Marur İbn Suveyd şöyle der: Bir gün Ebû Zer (radiyallâhu anh) ile karşılaştım. Onun üzerinde de hizmetçisinin üzerinde de bir bürde gördüm. “Onun üzerindekini de alsan ve ikisinden bir hulle yapsan ve ona başka bir kıyafet versen” dedim. Bunun üzerine bana şöyle dedi: “Benimle bir adam arasında bir anlaşmazlık vardı. Adamın annesi Arap olmayan yabancı biriydi. Ben de ona hakaret ettim. Adam gidip beni Allah’ın Resûlü’ne (salallâhu aleyhi ve sellem) şikâyet etti. Allah Resûlü (salallâhu aleyhi ve sellem): “Bana sen filan kese hakaret ettin mi?” “Evet” dedim. “Annesine hakaret ettin mi?” “Evet” dedim. “Sen üzerinde cahiliye kalıntılarını taşıyan birisin” dedi. “Ben bu yaşa gelmiş olmama rağmen mi?” dedim. “Evet” dedi. Sonra şöyle devam etti: “Allah, ellerinizin altındakileri kardeşleriniz kıldı. Allah her kimin elinin altına kardeşlerinden birilerini verdiyse, ona yediğinden yedirsin, giydiğinden giydirsin, yapamayacağı bir işi ona yüklemesin, kaldıramayacağı yük konusunda ona yardım etsin” buyurdu. (Buhârî, el-Edeb, c. 10, s. 465)
Hz. Peygamber’in (salallâhu aleyhi ve sellem) ashâbı, İslam’a girdikten sonra eski cahili âdetlerin tamamını bırakırdı. Tamamıyla İslami bir kişiliğe bürünürdü. Fakat İslam, yirmi üç yıl zarfında kemale erdiğinden, kimi cahili âdetler sahâbenin şahsında varlığını o cahili adetten meneden bir âyet ininceye kadar devam etmiştir. O âdet hakkında bir âyet inince sahâbe o âdeti bir daha dönmemek üzere terk etmiş ve örnek bir nesil olmuşlardır.
Bu cahili âdetlerden bazıları:
Kişiyi annesinin, babasının, akrabasının veya mensup olduğu kabilenin kötülüğü ile kötülemektir.

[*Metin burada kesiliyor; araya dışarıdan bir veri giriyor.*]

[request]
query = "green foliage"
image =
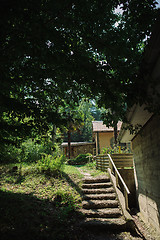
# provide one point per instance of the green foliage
(81, 159)
(44, 205)
(116, 149)
(54, 52)
(51, 165)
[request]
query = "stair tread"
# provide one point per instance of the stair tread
(99, 203)
(115, 221)
(96, 179)
(102, 213)
(100, 196)
(104, 210)
(97, 185)
(104, 223)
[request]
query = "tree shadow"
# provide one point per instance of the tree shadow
(24, 216)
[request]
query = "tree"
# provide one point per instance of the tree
(72, 120)
(52, 51)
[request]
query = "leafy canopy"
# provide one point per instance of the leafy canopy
(56, 51)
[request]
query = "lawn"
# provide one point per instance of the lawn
(36, 205)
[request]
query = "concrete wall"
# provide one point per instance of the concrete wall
(146, 149)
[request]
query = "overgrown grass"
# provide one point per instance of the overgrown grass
(35, 205)
(91, 168)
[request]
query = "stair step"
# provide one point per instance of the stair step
(99, 179)
(102, 213)
(97, 185)
(106, 224)
(98, 191)
(106, 196)
(99, 204)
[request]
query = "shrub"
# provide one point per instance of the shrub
(51, 165)
(115, 149)
(81, 159)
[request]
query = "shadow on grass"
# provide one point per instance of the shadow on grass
(72, 183)
(23, 216)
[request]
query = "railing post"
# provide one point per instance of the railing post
(126, 199)
(116, 175)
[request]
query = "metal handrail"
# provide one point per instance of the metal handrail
(118, 177)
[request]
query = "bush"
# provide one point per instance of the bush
(115, 149)
(81, 159)
(51, 165)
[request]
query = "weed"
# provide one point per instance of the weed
(51, 165)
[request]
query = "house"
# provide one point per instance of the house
(78, 148)
(146, 139)
(102, 135)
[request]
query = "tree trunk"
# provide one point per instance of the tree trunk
(115, 133)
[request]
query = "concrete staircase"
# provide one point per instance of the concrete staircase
(100, 206)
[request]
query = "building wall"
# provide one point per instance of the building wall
(104, 139)
(146, 149)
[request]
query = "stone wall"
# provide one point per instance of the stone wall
(146, 149)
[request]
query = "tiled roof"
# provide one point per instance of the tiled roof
(98, 126)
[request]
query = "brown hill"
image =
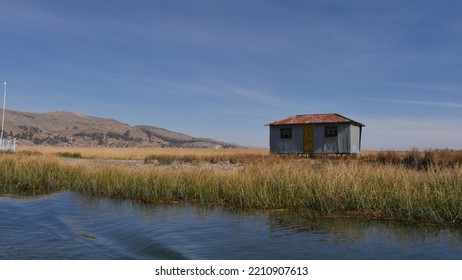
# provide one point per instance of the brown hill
(72, 129)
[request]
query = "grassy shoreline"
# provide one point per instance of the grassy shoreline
(368, 187)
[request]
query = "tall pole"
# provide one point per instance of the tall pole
(3, 118)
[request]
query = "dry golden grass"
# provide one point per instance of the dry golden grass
(365, 187)
(139, 153)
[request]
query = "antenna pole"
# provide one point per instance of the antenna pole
(3, 118)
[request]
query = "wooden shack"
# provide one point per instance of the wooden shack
(315, 134)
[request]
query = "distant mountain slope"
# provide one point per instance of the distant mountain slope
(72, 129)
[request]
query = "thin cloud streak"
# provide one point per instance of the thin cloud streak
(420, 102)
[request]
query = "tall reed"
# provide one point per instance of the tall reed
(352, 187)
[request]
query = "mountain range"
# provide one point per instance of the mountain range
(73, 129)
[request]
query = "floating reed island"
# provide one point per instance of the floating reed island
(413, 186)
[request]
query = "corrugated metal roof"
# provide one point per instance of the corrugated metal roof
(315, 118)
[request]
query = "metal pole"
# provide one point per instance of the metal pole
(3, 118)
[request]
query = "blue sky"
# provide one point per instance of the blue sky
(222, 69)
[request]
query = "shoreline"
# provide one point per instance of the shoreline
(358, 187)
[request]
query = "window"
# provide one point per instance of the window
(330, 131)
(286, 133)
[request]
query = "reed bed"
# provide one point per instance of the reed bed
(365, 188)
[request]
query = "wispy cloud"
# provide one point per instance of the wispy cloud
(430, 87)
(408, 133)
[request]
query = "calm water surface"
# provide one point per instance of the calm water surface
(73, 226)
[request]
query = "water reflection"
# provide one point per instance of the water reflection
(73, 226)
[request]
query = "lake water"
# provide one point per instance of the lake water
(73, 226)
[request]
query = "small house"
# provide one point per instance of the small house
(315, 134)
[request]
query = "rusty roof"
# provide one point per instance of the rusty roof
(315, 118)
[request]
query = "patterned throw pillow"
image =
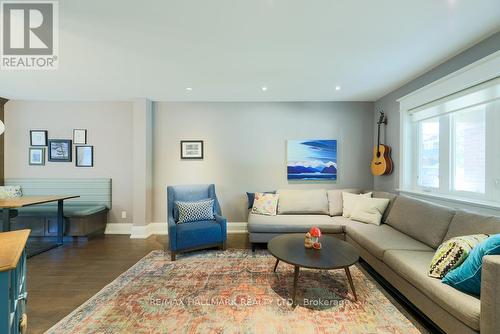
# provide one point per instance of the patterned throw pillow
(452, 253)
(265, 204)
(10, 192)
(195, 211)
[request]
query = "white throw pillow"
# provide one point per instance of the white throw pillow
(265, 204)
(369, 210)
(335, 202)
(303, 201)
(349, 202)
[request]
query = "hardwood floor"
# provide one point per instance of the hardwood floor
(63, 278)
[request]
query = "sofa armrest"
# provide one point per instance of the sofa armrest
(172, 232)
(223, 224)
(490, 295)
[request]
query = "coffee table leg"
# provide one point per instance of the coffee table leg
(295, 279)
(349, 277)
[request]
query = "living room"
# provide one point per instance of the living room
(260, 167)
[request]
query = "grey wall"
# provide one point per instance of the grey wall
(109, 129)
(245, 146)
(391, 107)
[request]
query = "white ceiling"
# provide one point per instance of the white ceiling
(226, 50)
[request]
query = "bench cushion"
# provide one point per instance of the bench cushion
(421, 220)
(413, 267)
(379, 239)
(292, 223)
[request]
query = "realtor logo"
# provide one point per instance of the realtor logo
(29, 35)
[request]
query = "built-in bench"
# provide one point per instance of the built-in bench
(84, 216)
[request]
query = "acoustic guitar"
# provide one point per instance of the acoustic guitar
(381, 163)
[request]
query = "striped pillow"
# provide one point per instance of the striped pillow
(195, 211)
(451, 253)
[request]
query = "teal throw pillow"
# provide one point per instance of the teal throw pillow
(467, 277)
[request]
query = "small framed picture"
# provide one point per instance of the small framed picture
(38, 137)
(60, 150)
(79, 136)
(37, 156)
(191, 149)
(84, 156)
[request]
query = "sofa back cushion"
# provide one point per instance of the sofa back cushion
(335, 202)
(423, 221)
(390, 196)
(467, 223)
(369, 210)
(302, 201)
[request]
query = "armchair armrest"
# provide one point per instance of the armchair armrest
(490, 295)
(223, 224)
(172, 232)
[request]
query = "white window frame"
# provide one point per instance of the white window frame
(481, 71)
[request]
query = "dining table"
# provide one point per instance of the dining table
(9, 204)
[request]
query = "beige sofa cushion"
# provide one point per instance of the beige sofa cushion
(303, 201)
(335, 202)
(369, 210)
(466, 223)
(292, 224)
(379, 239)
(390, 196)
(413, 267)
(421, 220)
(349, 202)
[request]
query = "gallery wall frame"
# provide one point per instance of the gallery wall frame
(192, 150)
(80, 136)
(84, 156)
(60, 150)
(38, 137)
(36, 156)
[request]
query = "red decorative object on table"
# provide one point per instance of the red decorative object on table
(312, 238)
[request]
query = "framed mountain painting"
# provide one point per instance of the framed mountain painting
(312, 160)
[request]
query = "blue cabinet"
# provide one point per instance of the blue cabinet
(13, 294)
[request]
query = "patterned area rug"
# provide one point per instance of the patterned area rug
(233, 292)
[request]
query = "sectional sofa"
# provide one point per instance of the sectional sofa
(400, 250)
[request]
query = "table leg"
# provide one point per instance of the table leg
(349, 278)
(295, 279)
(5, 219)
(60, 222)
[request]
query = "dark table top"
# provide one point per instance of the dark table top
(334, 253)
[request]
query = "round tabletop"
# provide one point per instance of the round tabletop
(334, 253)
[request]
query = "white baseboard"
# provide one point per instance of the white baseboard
(141, 232)
(144, 231)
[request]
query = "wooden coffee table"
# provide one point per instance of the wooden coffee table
(335, 254)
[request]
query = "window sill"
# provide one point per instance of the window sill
(452, 199)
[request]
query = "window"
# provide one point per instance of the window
(469, 148)
(428, 171)
(456, 150)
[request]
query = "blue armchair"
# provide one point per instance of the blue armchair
(194, 235)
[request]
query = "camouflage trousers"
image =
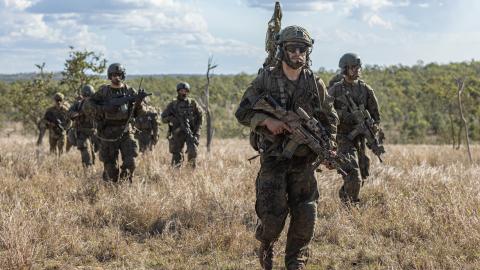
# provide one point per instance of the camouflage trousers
(84, 143)
(176, 144)
(57, 142)
(283, 187)
(128, 148)
(349, 192)
(145, 140)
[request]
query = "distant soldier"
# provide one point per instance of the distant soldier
(114, 113)
(57, 122)
(83, 131)
(184, 118)
(146, 128)
(354, 100)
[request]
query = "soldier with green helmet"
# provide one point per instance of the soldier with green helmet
(114, 124)
(146, 128)
(184, 118)
(83, 131)
(286, 186)
(57, 122)
(353, 99)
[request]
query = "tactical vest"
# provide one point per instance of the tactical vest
(117, 113)
(83, 121)
(342, 102)
(306, 95)
(184, 109)
(144, 122)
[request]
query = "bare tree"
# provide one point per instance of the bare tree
(461, 87)
(210, 68)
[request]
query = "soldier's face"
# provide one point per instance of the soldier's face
(182, 93)
(297, 54)
(354, 72)
(116, 78)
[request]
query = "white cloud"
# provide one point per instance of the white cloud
(376, 20)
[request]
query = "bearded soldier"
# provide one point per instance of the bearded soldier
(184, 118)
(353, 97)
(114, 113)
(83, 131)
(286, 186)
(146, 128)
(57, 122)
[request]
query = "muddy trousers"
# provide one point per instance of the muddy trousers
(85, 146)
(176, 145)
(355, 149)
(287, 187)
(57, 142)
(128, 148)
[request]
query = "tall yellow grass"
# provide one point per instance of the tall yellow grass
(419, 210)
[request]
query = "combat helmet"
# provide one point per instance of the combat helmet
(183, 85)
(294, 33)
(87, 90)
(349, 59)
(116, 68)
(58, 97)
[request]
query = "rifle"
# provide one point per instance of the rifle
(365, 127)
(125, 99)
(186, 128)
(273, 28)
(306, 130)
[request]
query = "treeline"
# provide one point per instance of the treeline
(418, 103)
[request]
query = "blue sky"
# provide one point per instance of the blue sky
(172, 36)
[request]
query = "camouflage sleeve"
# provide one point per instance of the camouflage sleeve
(245, 114)
(74, 110)
(372, 105)
(328, 116)
(197, 110)
(155, 124)
(167, 114)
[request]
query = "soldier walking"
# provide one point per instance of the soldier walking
(146, 128)
(286, 186)
(184, 118)
(83, 131)
(57, 122)
(114, 124)
(353, 100)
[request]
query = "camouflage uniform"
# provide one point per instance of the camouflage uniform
(57, 122)
(362, 94)
(176, 110)
(83, 132)
(286, 186)
(115, 132)
(146, 129)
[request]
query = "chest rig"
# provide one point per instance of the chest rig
(184, 109)
(303, 93)
(117, 113)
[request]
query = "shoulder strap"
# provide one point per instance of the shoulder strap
(283, 96)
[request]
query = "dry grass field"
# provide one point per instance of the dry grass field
(420, 210)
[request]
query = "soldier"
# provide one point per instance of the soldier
(57, 122)
(83, 131)
(114, 124)
(184, 118)
(146, 128)
(283, 185)
(350, 89)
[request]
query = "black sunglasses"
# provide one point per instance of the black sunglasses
(292, 48)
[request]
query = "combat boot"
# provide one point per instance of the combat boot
(265, 255)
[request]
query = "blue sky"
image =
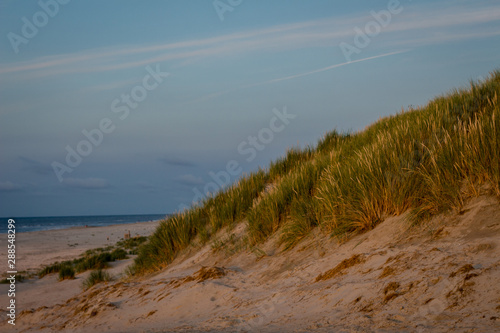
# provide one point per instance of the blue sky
(209, 84)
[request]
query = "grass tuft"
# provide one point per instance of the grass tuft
(96, 277)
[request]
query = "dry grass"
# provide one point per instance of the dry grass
(340, 268)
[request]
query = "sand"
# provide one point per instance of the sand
(39, 248)
(443, 276)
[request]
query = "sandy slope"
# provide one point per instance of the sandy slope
(444, 277)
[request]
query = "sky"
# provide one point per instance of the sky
(129, 107)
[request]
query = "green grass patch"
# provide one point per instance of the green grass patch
(425, 160)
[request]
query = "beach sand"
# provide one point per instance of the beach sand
(38, 248)
(442, 276)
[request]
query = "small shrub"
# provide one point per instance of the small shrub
(66, 273)
(96, 277)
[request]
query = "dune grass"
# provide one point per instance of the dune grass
(425, 160)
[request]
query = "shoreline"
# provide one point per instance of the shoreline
(77, 227)
(36, 249)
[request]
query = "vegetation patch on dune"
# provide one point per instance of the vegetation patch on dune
(425, 160)
(340, 268)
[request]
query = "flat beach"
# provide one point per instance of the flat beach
(442, 277)
(38, 248)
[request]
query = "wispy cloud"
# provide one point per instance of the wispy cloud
(413, 21)
(190, 180)
(290, 77)
(176, 161)
(35, 166)
(87, 183)
(10, 187)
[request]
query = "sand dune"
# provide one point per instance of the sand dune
(441, 277)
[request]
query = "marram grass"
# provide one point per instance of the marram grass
(424, 160)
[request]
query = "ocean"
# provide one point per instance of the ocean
(26, 224)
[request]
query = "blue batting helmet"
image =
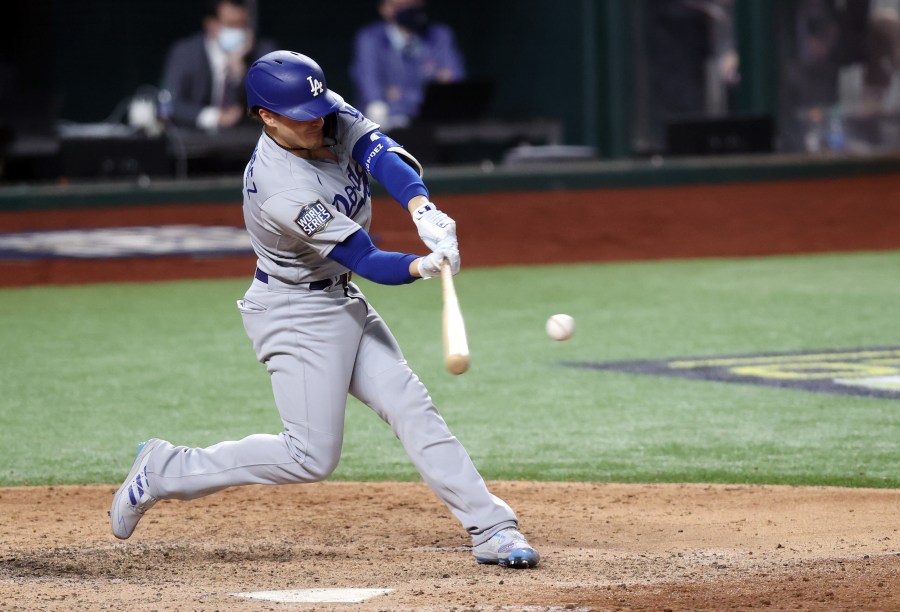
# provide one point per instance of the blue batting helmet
(292, 85)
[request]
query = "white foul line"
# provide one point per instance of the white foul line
(316, 595)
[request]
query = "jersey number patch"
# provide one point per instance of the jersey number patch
(313, 218)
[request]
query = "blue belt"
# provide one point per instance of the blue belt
(343, 279)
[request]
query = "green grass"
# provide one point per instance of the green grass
(89, 371)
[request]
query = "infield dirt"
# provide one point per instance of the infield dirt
(605, 546)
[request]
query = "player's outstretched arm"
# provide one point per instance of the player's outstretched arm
(387, 267)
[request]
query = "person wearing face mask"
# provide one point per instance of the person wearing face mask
(204, 72)
(395, 58)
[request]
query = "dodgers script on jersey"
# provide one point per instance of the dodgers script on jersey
(296, 209)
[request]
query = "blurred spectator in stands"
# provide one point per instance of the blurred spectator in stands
(883, 56)
(204, 72)
(822, 42)
(395, 58)
(692, 61)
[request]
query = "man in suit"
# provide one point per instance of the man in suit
(204, 72)
(395, 58)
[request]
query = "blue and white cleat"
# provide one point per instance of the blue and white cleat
(508, 548)
(133, 498)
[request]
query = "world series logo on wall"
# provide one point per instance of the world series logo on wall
(870, 372)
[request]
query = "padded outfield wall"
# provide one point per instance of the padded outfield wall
(542, 214)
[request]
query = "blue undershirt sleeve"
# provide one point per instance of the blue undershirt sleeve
(400, 179)
(384, 267)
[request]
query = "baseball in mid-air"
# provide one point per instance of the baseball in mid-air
(560, 327)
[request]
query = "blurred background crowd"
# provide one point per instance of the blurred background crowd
(108, 90)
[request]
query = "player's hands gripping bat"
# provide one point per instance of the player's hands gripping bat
(436, 229)
(430, 265)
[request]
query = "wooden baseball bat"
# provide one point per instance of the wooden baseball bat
(456, 346)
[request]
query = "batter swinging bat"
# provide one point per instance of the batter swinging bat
(456, 346)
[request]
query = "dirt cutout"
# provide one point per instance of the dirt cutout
(605, 546)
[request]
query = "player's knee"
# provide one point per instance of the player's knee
(315, 463)
(320, 468)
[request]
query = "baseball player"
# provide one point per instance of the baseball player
(307, 207)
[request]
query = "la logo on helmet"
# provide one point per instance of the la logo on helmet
(315, 86)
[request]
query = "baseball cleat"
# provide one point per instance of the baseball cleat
(508, 548)
(133, 498)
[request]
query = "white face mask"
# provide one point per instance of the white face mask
(231, 39)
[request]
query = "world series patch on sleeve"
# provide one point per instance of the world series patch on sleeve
(314, 218)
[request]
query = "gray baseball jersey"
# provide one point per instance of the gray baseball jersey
(319, 344)
(296, 210)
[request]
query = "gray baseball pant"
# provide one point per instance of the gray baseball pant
(317, 345)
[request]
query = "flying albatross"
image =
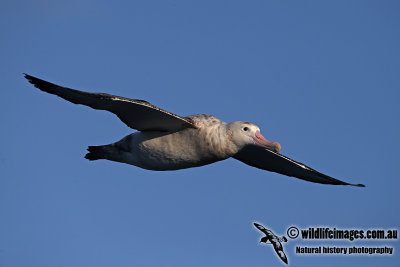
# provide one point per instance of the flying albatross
(166, 141)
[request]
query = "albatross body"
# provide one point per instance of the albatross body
(166, 141)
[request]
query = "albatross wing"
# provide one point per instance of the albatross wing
(137, 114)
(265, 159)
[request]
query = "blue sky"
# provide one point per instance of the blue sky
(320, 77)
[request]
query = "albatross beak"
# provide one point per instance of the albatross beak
(260, 140)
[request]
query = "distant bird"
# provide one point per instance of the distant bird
(165, 141)
(274, 240)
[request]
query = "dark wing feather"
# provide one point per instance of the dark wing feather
(265, 159)
(261, 228)
(281, 253)
(137, 114)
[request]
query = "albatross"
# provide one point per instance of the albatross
(165, 141)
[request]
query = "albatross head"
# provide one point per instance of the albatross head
(245, 133)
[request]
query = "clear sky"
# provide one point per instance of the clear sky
(320, 77)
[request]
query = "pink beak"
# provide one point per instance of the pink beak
(260, 140)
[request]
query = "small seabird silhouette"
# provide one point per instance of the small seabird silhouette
(166, 141)
(274, 240)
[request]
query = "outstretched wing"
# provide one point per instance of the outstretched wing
(137, 114)
(265, 159)
(281, 254)
(261, 228)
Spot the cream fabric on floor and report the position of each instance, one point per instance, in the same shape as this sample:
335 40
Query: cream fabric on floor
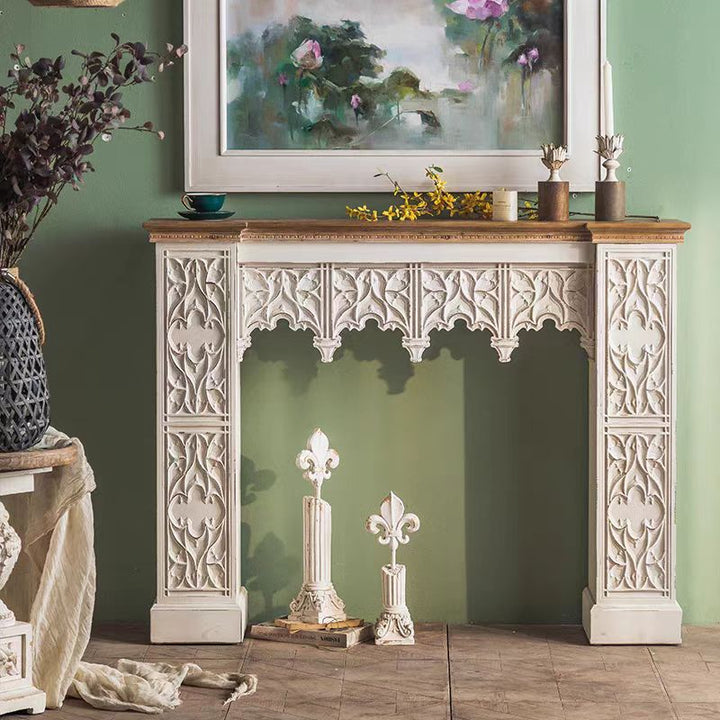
150 687
54 585
54 581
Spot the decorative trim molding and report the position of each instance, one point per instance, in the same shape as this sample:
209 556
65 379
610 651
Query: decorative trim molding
416 299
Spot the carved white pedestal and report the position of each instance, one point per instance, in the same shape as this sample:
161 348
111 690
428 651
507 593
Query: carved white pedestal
612 282
17 692
317 601
394 626
392 525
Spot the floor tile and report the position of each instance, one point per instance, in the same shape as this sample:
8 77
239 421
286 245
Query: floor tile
498 673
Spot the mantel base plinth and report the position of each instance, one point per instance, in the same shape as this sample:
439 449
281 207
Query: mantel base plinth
186 624
618 623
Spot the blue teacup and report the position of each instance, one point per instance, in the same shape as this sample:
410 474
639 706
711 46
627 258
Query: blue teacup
203 202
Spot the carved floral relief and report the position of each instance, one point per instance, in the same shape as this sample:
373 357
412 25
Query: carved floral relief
637 482
637 318
196 511
196 371
561 295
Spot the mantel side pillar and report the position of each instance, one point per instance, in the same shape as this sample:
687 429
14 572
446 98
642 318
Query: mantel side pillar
630 596
199 598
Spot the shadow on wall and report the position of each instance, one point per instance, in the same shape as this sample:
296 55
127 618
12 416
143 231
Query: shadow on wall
526 490
269 569
525 466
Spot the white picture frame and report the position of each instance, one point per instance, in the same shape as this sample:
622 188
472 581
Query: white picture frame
209 167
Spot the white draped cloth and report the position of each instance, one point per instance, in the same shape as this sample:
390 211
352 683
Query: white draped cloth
53 585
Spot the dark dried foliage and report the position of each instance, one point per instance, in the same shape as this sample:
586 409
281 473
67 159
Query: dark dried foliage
49 127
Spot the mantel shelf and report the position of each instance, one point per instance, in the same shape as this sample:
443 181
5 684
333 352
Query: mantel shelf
429 231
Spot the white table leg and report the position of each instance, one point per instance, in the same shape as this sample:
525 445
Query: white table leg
17 692
630 597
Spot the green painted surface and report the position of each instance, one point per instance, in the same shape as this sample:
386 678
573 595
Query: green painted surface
479 450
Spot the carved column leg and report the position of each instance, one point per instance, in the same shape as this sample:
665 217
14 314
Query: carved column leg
17 692
394 626
199 595
631 593
317 601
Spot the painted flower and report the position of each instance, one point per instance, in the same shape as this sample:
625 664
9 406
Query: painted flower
479 9
308 56
529 58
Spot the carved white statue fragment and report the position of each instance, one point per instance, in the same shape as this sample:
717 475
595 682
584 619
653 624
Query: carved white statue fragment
10 547
317 601
394 626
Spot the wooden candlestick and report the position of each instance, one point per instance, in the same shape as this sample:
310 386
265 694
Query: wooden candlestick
610 203
554 201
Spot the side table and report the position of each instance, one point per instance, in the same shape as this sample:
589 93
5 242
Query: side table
17 475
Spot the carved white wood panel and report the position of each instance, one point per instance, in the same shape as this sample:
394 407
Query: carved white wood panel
195 496
637 369
637 491
637 431
416 299
563 296
196 511
196 330
269 295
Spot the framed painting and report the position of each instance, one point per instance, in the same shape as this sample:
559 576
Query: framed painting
321 95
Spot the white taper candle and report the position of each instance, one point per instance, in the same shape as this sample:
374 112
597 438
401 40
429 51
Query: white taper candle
608 101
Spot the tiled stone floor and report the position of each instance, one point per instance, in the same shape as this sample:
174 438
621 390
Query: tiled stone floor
460 673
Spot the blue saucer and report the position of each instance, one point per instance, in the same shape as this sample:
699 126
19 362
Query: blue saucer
219 215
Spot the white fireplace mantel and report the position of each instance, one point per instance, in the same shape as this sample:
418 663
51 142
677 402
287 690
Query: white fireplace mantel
612 282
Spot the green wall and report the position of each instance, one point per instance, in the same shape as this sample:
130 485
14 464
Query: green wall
477 449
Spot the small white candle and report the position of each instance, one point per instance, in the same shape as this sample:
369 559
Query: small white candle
505 205
609 105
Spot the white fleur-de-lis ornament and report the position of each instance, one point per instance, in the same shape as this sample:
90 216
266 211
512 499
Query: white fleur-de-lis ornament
318 460
317 601
393 525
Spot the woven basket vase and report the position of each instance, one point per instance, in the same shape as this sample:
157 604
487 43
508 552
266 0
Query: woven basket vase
24 397
76 3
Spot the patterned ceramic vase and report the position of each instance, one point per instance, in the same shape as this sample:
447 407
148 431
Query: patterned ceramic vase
24 397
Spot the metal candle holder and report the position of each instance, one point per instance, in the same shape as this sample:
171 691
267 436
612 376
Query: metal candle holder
554 193
610 196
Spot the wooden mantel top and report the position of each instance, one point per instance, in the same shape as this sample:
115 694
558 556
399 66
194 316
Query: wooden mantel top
428 231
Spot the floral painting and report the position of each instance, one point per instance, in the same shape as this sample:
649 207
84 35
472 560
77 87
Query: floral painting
394 75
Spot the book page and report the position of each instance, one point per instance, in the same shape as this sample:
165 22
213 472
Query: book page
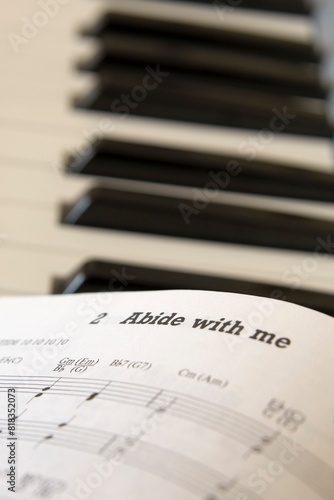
159 395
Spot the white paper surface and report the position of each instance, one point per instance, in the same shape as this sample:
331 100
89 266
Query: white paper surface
134 410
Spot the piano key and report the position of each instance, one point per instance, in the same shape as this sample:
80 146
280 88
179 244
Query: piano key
111 209
24 234
96 276
290 6
213 52
129 160
273 33
188 101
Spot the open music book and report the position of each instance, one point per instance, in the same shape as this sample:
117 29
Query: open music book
159 395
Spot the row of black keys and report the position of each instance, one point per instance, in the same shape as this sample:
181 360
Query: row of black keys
218 76
115 277
207 219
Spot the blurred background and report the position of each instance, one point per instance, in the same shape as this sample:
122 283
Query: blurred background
168 144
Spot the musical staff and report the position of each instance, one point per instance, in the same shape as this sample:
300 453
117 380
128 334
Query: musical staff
170 465
217 418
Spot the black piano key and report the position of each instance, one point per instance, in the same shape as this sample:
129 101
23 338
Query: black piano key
182 97
301 7
97 276
225 68
139 41
141 162
196 219
175 36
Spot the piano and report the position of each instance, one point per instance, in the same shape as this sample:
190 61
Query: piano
167 144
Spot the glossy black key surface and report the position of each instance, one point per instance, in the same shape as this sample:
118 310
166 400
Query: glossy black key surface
181 217
288 6
191 98
131 161
175 36
97 276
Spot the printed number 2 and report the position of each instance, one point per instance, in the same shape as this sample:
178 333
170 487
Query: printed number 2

Bir kabilenin tamamını, bir köy veya belde halkının tamamını toptan kötü görmek, onların tamamını belirgin ayıplarla ayıplamaktır.
Çok uzun zaman önce bir hata yapan ya da bir günah işleyen birini hata ve günahından pişman olup vazgeçmiş ve tevbe etmişse, sürekli bir şekilde o kişinin hata ve günahını dile getirmektir.
Ne yazık ki günümüz şartlarında insanlar İslam ile cehaleti beraber yaşamaktadır. Bir yanıyla İslami bir kişiliğe bürünürken, diğer yanıyla cahili bir kişiliğe bürünebilmektedir. Bir yandan namazını kılmakta, diğer yanda tesettürsüzlüğü tasvip edebilmektedir. Bir yandan hacca gidip hacı olmakta, diğer yanda faiz ile muamele yapabilmektedir. Bir yandan İslam’ı anlatmakta, diğer yanda insanları toptan bir nifak içerisinde gösterebilmektedir. Bir yandan gerçek manada inandığını belirtirken, diğer yanda Allah’tan ümit kesebilmektedir.
Cahili âdetlerin tamamını terk ederek İslami bir kişiliğe bürünen örnek sahâbe nesli gibi bir nesli oluşturabilmek için her Müslümanın tümüyle cahili adetlerden arınması gerekir. Hz. Peygamber (salallâhu aleyhi ve sellem) veda hutbesinde: “Dikkat ediniz, cahiliyeden kalma bütün âdetler kaldırılmıştır, ayağımın altındadır” buyurmuştur. Cahiliye devrinde güdülen kan davaları kaldırılmıştır. Kaldırdığım ilk kan davası Abdulmuttalib’in torunu İlyas İbn Rabia’nın kan davasıdır. (Ebû Davud, Edeb, 112)
Yaşadığımız bu yirmi birinci asırda örnek İslami toplumdan bahsedilecekse o da Filistin’de HAMAS ile oluşan, ömürlerini israil ile mücadeleye ayıran kardeşlerimizdir. Onlar bu asırda sahâbe neslini örnek alan örnek bir nesil olduklarını ispat ettiler. Dünya Müslümanlarının onlardan alacakları çok ders vardır. Mevla’m onları muvaffak ve muzaffer eylesin. İnşallah.